- Interactive map of Clemyjontri Park
- Motto: Where Every Child Can Play
- Location: McLean, Fairfax County, Virginia, U.S.
- Coordinates: 38°56′41″N 77°09′24″W﻿ / ﻿38.94472°N 77.15667°W
- Area: 2 acres (0.81 ha)
- Created: 2006
- Operator: Fairfax County Park Authority
- Status: Open all year
- Website: Official site

= Clemyjontri Park =

Park in McLean, Virginia, US

Clemyjontri Park is a 2-acre park in McLean, Virginia, opened in 2006, and offers a setting for children of all abilities to congregate. It is located in the McLean area of Fairfax County, Virginia, at 6317 Georgetown Pike. It includes a carousel, four different playground areas around the carousel, and walking trails. Additional parking is available at Langley Fork Park across Georgetown Pike.

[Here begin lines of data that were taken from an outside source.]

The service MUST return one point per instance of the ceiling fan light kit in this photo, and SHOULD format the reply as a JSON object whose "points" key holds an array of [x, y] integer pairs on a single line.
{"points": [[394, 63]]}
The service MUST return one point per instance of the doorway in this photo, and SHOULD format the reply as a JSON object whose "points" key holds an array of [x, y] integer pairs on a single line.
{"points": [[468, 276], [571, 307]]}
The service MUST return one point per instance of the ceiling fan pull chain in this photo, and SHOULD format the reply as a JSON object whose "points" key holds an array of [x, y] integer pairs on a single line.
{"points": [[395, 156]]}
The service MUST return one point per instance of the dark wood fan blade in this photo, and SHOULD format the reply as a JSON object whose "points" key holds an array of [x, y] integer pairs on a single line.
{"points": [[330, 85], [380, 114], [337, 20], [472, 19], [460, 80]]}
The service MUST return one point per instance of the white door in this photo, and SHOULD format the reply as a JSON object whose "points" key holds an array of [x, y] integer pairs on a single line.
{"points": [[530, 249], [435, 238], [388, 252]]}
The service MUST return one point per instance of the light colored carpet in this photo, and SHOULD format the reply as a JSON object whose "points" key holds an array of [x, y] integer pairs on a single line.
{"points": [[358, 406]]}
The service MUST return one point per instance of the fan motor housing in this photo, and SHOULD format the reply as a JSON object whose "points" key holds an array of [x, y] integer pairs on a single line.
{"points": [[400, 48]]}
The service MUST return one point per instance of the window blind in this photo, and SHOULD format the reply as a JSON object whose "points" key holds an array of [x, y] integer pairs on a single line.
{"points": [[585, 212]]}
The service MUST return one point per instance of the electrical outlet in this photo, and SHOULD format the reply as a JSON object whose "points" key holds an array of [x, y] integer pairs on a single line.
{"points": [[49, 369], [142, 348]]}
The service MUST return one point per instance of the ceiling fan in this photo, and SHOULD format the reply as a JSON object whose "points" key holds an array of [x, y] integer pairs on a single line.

The land was donated by Adele Lebowitz in 1997, of Morton’s Department Store and namesake of the "Adele Lebowitz Center for Youth and Family" at the Washington School of Psychiatry, to the Fairfax County Park Authority to build the park.

The name Clemyjontri is derived from the donor’s four children: Carolyn (CL), Emily (EMY), John (Jon), and Petrina (Tri).

The park has been written about in the fictional book Murder Has a Sweet Tooth.